Many of these merchants (or Lombards) went to England around the fourteenth century and settled in that part of the city of London now world–famous as Lombard Street.

Their financial resources led kings to depend on them for loans. Besides lending money, they dealt in money-changing and what we now describe as “financing” of foreign trade.

There was no cheque, and the bill of exchange fulfilled its function as a convenient meansof settling international debts.

The Lombards had their agents, friends and relatives abroad, to whom documents were addressed instructing them to pay out money to the presenter.

Consequently, the would-be traveller was thereby saved the trouble and risk of carrying money himself. Instead he paid the Lombard merchant in England and received the bills of exchange. Much the same things happens today by the use of letters of credit, travellers’ cheques, and bills drawn under documentary credits. In early
years of seventeenth century, there was the office of the Royal Exchanger (Exchequer) in England, who, for the benefit of the Crown, exchanged foreign moneys for a profit. This was subsequently taken over by the goldsmiths. For the purpose of their own business, these goldsmiths required stout safes, and it became the practice for merchants and other wealthy persons to entrust their cash and valuables to them for safekeeping.
Here again is another link with modern banking. The middle of the seventeenth century saw the true beginning
of the present system. The goldsmiths issued to their depositors receipts or notes in respect of the cash and/or articles left with them. These were payable on demand and, while the general public was not concerned, there was a considerable circulation of such notes among the wealthier class of merchants. These were the earliest form of bank-notes issued in England.

Soon after, there was the realization that the depositors would not all require payment at one and the same time.

Accordingly, they used a part of the cash to give loans to other persons, and the deposit of further cash was
encouraged, so that more loans could be given. In the same way, today’s banks use the deposits to earn money. To allow their customers to make out orders to pay money to bearers, the goldsmiths issued “cheque” books; a step of great importance in the evolution of banking.

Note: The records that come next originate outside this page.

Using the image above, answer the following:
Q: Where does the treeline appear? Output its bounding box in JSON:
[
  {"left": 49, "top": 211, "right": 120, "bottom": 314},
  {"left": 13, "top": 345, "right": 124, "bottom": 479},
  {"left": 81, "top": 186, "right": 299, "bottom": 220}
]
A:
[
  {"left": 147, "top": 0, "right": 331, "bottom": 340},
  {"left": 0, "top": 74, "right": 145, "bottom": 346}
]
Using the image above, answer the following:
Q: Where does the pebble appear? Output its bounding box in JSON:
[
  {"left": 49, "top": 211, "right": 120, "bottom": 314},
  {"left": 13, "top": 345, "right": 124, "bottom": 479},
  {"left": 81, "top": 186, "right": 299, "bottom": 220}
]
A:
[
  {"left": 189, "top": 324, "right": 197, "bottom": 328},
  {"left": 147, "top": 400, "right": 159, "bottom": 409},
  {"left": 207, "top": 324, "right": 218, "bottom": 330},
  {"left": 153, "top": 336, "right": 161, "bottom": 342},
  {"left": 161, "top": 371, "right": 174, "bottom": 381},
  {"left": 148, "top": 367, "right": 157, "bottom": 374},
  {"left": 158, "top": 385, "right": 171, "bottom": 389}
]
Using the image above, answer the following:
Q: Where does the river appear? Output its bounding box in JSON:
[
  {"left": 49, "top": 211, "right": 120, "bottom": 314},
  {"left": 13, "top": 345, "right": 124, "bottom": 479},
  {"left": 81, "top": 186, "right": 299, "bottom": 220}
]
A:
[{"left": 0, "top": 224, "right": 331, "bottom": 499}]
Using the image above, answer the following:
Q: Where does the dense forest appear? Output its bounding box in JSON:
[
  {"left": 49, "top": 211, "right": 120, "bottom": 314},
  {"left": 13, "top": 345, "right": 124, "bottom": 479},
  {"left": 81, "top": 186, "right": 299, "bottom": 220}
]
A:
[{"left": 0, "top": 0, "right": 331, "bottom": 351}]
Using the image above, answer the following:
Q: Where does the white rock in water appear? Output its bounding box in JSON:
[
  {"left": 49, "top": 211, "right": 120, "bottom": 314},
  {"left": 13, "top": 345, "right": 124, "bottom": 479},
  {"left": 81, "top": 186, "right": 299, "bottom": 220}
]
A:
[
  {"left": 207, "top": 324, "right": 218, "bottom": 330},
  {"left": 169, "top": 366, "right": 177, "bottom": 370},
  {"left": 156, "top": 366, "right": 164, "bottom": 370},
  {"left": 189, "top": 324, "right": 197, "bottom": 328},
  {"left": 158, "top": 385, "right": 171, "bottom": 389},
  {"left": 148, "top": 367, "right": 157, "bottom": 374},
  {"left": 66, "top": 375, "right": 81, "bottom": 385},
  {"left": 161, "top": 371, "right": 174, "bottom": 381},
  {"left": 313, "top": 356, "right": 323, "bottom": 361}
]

Nevertheless, the development in the banking industry in the past two decade, have been unbelievably high and today with the help of e-banking, we shall witness more developments in years to come.

Central Bank of Iran The Central Bank of Iran, was established in 1961. The main function of CBI was originally set to secure the value of the Iranian currency and ensure credit adjustment. Twelve years later (ie 1973) a major change was made, and the scope of authorities of CBI were increased from 8 legal duties to 32.

Central Bank of Iran was the authorized body for policymaking in monetary, banking and credit affairs, trading of gold and silver, bank interest rates, and foreign currency securities. Soon after the Islamic Revolution took place, CBI, like many other state sector entities had to adjust its aims to the needs of the Islamic Revolution.
Later the equity shares of private banks became stateowned and gradually the banking system in Iran became
totally changed. Today, Iranian banks offer only “saving box” services rather than appropriate banking services.